Thursday, April 18, 2024

Racing while BLACK – A conversation with LEONARD T. MILLER

At its “Paint the Town Red” charity event this month, Bellagio will auction off the book “Racing While Black,” by author Leonard T. Miller. The 1983 Morehouse College graduate recently spoke to Black Image about his experiences in NASCAR, shedding further light on some of the trials chronicled in the memoir.

What is your book about?
The book covers my father and me through the course of … building NASCAR racing teams at a grass-roots level from 1993 to 2007. It tells the story of our efforts to push African-American drivers in the sport of NASCAR. It highlights our trials and tribulations, and also accomplishments during that span of time.

What were some of those challenges?
The book, “Racing While Black,” illustrates all of the efforts to secure the proper financing to participate in the car racing industry. One of the main purposes of the book is to show that African-Americans do drive race cars and we are interested in competing in the sport. There have been, in the last 15 years, hundreds of articles that state that African-Americans don’t start driving race cars at an early age. That black-owned companies don’t sponsor their own African-American teams. Also, many articles indicate that we are not interested in the sport of car racing, and my book addresses some of these misperceptions.


How did your father participate in the sport of auto racing?

He put together an all-black racing team in the 1970s that was sponsored by a tobacco company with a multimillion dollar contribution. They raced against some of the best teams from around the world. He was the first African-American to enter a car into the Indianapolis 500 in 1972.

Leonard_T_Miller

Leonard T. Miller


When did you realize that you were racing while black?
It came into play for me in the early 1990s. We started approaching over 60 Fortune 500 corporations from the early 1990s to 2007. It seemed that we ran into the same roadblocks over the decades. We were referred to companies’ diversity departments — and in my opinion, they are basically ceremonial departments set up to appease the African-American community with an idea that the corporation is a good citizen to the black community. They set up photo ops and superficial programs to look good in the press with black people, but they don’t put much money behind black race teams. It is actually one-dimensional, and if you go to a company with your auto racing proposal, it immediately falls on deaf ears when they see that you are African-American. For example, if there is a million dollars and they donate it to the NAACP, or for a statue of Dr. Martin Luther King Jr., that budget is already wiped out for any other African-American effort for the year.

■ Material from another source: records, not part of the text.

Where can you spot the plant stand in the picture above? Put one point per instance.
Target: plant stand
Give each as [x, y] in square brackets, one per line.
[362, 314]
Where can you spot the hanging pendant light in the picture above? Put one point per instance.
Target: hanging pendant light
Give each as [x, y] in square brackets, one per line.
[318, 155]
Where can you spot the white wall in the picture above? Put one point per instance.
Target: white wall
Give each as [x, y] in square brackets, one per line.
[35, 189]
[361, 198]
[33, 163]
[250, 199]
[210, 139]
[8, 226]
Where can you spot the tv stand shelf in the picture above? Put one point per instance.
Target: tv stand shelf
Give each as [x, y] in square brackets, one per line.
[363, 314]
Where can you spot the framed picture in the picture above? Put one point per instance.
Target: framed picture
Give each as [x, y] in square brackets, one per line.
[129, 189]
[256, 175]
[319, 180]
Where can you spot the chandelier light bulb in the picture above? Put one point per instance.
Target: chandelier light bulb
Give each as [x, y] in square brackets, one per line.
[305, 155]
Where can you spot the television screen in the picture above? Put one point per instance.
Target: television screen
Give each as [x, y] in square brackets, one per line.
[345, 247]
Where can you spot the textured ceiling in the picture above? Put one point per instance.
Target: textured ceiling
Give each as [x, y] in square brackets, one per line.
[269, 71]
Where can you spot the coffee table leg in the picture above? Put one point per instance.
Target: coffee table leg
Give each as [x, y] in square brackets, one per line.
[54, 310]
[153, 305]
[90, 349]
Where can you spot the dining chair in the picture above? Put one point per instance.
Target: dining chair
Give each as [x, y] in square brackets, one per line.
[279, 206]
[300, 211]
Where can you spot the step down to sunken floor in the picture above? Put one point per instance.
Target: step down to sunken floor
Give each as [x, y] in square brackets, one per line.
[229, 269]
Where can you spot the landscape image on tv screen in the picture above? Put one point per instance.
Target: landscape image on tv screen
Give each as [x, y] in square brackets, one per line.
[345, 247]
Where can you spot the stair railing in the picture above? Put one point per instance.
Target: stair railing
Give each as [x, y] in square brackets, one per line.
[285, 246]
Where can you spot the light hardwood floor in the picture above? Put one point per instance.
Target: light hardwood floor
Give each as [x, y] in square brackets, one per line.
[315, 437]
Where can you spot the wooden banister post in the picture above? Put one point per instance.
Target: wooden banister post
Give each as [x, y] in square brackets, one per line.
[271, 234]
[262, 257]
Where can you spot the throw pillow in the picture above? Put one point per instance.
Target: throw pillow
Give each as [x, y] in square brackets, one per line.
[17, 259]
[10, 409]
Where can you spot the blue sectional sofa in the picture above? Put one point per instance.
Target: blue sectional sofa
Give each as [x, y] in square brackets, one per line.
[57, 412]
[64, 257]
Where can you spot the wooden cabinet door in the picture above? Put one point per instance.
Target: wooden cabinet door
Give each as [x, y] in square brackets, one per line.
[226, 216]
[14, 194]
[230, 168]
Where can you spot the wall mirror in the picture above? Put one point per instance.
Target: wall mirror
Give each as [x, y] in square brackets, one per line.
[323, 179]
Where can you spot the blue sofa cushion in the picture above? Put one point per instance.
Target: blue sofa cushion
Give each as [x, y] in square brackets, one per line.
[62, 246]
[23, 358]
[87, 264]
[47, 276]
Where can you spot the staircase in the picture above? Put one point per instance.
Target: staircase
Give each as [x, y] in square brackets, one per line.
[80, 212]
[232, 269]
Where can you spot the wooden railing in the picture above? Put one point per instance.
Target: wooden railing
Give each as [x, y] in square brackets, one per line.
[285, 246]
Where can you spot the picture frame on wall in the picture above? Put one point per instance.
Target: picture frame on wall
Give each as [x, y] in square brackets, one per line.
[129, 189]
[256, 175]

What are corporations not understanding as it relates to sponsoring an African-American in auto racing?
They don’t seem to understand that the African-American market is an added value, bringing additional revenue to their bottom line. Nonetheless, with our sponsorship proposals, we present an entire package that includes marketing the sponsor’s products to the masses. We don’t come in and say that we are just marketing to the African-American market. In auto racing the corporate sponsors will quickly tell you that there are no African-Americans in the grandstand as ticket holders. “So, why should we sponsor an African-American race team or driver?” They don’t understand how as an African-American race car team (inside) an all-Caucasian industry, you stand out like a sore thumb. It attracts a lot of eyes and ears to your associated brand. When you see Serena Williams playing tennis, you don’t see a lot of African-Americans in the stands. Also, when Tiger Woods is playing in a major tournament, there are not a lot of African-Americans on the sidelines. A vice president of a major beer brewing company once told me, “You people dance, sing and play basketball. That is where we are going to put our sponsorship dollars. We don’t need a black race team.”

How many African-Americans are presently racing in NASCAR?
Right now there is one, Mark Davis, who is 20 years old and he is tapped out of money. His dad recently died and before he died he used up his 401K and took out a mortgage on his home. They raced on a limited basis last year, doing only five races at $200,000 apiece. They are now out of money. Mark has the potential to go to the top and win many races and even the championships. But they have been unsuccessful, like my father and I, in securing corporate sponsors. It falls on deaf ears.

How do you reconcile this and break this glass ceiling?
We have to bring in a white partner. We don’t see any future in NASCAR. We have to go back to the Indianapolis 500 — where the people who financially support it are more worldly, sophisticated and of a higher education. With our white partner, going to meet with corporations on behalf of our black race car drivers and teams, we might make more headway.